I have a friend named Joe who played baseball at Poway High school from 2007-09. Joe’s quite a character and was even more so back in his high school years. My brother, his friends and I used to enjoy razzing Joe for his many zany high jinks and tall tales.
There was one running-joke that stuck with us for years. Joe used to talk about a mythical creature named Dickerson who played on the baseball team at Poway with him. Joe, who rarely spoke a word with conviction, used to describe Dickerson’s amazing baseball abilities and displayed the highest level of admiration for him. So high in fact, that we began to think that it had to be some kind of a joke. So the on-going shtick began that my brother and I would regularly make it a point to ask Joe (in jest) about how Dickerson’s doing? This went on well after the high school years were over, until just recently when I personally felt the need to eat my words. All of a sudden Alex Dickerson, the ‘Dickerson’, became one of my favorite San Diego Padres.
As mentioned, Dickerson is a home-grown product in the truest sense. He did grow up in Poway and played his High School baseball as a Titan at Poway High. He played college ball at the University of Indiana and was drafted by the Pirates in the third round of the 2011 MLB Draft.
In 2013 he was involved in a minor trade that brought him to the Padres organization. In 2015 he began his tenure with the Triple-A El Paso Chihuahuas and got a cup of coffee with the big club in August and September. In 2016, He began the season in Triple-A and mashed. hard. He made his way back up to the Padres in May and has put up some solid numbers and has had some memorable, shall I say clutch, moments.
One interesting thing I noticed is that in 2016 Dickerson has been quite consistent at the plate going from El Paso to San Diego. In El Paso this season his slash line was .382/.425/.622 in 241 plate appearances. That’s really good. In San Diego it’s .247/.316/.443 in 244 plate appearances. That’s also very good, taking into account the adjustment to major league pitching.
At this point, Dickerson has practically had the same amount of plate appearances in El Paso as he has had in San Diego. He had 10 home runs in El Paso. He has nine in San Diego. Also, He struck out 27 times in El Paso and has only 36 strikeouts in San Diego. That’s very consistent; especially when considering the aforementioned adjustment to major league pitching. Not to mention, the Pacific Coast League is a notorious hitters league. It’s nice to see only a slight disparity in the numbers so far.

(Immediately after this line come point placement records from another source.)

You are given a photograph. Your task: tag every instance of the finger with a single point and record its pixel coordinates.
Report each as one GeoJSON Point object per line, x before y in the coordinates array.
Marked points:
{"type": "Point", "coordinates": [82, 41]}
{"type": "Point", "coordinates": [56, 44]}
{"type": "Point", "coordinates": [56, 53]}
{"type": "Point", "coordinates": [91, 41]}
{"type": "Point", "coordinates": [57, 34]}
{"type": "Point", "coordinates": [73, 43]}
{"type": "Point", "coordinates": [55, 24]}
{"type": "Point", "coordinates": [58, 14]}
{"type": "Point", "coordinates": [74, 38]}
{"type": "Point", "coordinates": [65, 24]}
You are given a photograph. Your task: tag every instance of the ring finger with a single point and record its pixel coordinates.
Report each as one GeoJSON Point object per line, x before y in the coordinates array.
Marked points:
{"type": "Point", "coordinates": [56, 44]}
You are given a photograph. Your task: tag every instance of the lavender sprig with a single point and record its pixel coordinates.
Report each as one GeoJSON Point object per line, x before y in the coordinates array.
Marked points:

Dickerson also has had some great moments in 2016. On May 10, eight days after being called up from El Paso, he hit a pinch hit grand slam in Wrigley Field for his first career home run. In July, he had a three-game home run steak going from the 24th-26th. In the middle of that streak, on July 25, he hit a fifth deck homer at the Rogers Center in Toronto. He’s just the 19th player to ever do that and only the third lefty. Then there was that game on August 18 against the Diamondbacks, where he hit a three-run double in the eighth inning to give the Padres a 9-8 come from behind victory.
Now the question is, with all the outfield depth that the Padres have, what is Dickerson’s future? There are a few things to consider. First of all, right now Dickerson is doing well to establish himself as a starting outfielder. The stats mentioned above show him to at least be an option. Currently the Padres have Jon Jay, Travis Jankowski, Oswaldo Arcia and Dickerson manning the outfield. Hunter Renfroe and Manuel Margot are expected to come up sometime soon. That’s a log jam. Jon Jay will be a free agent in the off season but there has been discussion of resigning him. I like Jon Jay a lot but I don’t like that idea due to the current depth. Arcia started off hot but has fizzled. I would really like to see Jankowski, Dickerson, Renfroe and Margot holding down the fort in 2017 and here’s why:
Andy Green is creative when it comes to using players on the field. We’ve seen infielders play the outfield on a handful of occasions. If Christian Bethancourt comes back next year, he’s no regular outfielder but he could serve as a sort of backup outfielder. Same with Alexi Amarista. Same with Wil Myers. Those instances would be rare but the flexibility they provide seem very appealing. Back to Dickerson; he was originally a first-base prospect. Maybe he could re-acclimate himself with the position and become a left-handed backup option at first. He could spell Brett Wallace, who has struggled this season, while remaining a fourth outfielder at worst. The key is having players who provide multiple options while still being proficient at their every-day positions. A plan like this provides lots of outfield options while leaving more roster spots for reserve infielders.
I’m not sure how the dog fight for the Padres outfield will pan out in 2017 and beyond but it’s exciting to speculate and see who comes out on top. I’m rooting for Alex Dickerson because it seems to me that he has the potential to become a consistent hitter with some serious power.
It’s also a little bit fun to have that second degree connection to him and some funny memories of Dickerson lore.